I've talked with my kids about it.  Roger once had a teacher that said everything he did was huge. It really bothered him because his line of thinking was I'm not doing anything different than my peers so why is what I'm doing huge? In a way you are telling Johnny I don't expect you to turn your homework in on time so its huge that you did. Wait hold on that is something that is expected of all students in his grade.

Roger is in the school band.  Now while we do have a exit strategy in place in case he gets overwhelmed and it is to much he is expected to stay and participate in the concert.  Sure it would be easy to have it written up that while he will be in band class because of anxiety we are just going to exempt him from performances.  That is not doing him any favors.  Making accommodation to make sure he gets the full benefits absolutely helps.  When he stays and preforms just like the rest of the band. Is that huge no its expected for him to do that.  Now if he stands up and does a solo during the concert huge.

One of the things I hear most from parents is how they want their child to be accepted in society for who they are.  This is great but when everything is huge you start to give off the impression that your child can't fend for themselves so everything they do is amazing and huge. When this impression is given people tend to use kid gloves no matter the persons age.

By no means am I saying don't celebrate accomplishments, we all do it.  Just remember sometimes a how does that make you feel does more for self empowerment than that's huge. Asking how the event makes you feel allows for self expression and really be able to think about what you did.  That's huge is more of a brush off. Roger hears that's huge and thinks the person didn't think he could do it and adds to self doubt. Where as asking him after a concert so how did that solo feel, gives him a outlet for his self pride.
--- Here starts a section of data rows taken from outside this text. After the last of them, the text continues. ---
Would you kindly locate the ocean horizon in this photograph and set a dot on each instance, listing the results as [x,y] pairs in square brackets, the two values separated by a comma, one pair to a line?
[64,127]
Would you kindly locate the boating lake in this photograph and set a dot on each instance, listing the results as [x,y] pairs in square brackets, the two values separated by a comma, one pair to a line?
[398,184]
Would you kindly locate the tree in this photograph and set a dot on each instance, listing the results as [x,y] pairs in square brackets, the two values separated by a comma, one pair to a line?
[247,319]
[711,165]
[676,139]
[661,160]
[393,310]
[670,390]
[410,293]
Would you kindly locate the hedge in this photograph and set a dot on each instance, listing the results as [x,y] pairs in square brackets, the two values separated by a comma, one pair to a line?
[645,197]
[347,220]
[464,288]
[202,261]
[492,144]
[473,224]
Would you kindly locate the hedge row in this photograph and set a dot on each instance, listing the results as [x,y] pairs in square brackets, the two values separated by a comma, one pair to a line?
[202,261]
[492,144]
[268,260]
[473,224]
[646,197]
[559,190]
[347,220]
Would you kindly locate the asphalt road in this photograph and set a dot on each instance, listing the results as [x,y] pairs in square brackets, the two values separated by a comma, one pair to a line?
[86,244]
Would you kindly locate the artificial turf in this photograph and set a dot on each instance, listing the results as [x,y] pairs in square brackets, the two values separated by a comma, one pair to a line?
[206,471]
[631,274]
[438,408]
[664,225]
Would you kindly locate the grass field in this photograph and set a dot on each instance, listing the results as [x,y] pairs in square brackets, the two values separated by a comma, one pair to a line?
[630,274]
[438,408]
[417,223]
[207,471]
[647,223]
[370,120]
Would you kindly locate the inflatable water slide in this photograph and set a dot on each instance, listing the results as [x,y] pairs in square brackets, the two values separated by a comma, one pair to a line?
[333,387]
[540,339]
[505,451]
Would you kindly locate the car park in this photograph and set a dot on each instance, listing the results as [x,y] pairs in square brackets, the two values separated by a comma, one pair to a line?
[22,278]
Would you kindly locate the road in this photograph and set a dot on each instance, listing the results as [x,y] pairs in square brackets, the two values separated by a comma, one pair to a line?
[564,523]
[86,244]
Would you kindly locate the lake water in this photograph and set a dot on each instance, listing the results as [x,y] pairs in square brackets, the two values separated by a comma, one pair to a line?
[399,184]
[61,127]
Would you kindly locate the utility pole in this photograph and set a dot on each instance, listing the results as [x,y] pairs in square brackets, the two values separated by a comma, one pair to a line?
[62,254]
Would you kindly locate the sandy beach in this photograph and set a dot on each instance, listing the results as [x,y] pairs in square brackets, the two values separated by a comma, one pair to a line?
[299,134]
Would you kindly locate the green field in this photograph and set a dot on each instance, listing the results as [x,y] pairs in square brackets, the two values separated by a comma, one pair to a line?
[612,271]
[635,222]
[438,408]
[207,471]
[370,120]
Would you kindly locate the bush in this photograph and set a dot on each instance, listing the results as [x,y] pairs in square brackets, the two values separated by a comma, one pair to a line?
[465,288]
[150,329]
I get it I do.  How many of us have been told your child will never, and then they do.  Or they work really hard at what is seen as a simple skill and they get it down.  Yes that is huge and amazing. Drinking all their milk no really that's not.  I'm saying tack a step back just like we ask our kids to do and think big deal, little deal.  We spend so much time teaching all kids that not everything can be a big deal that I think we forget it ourselves.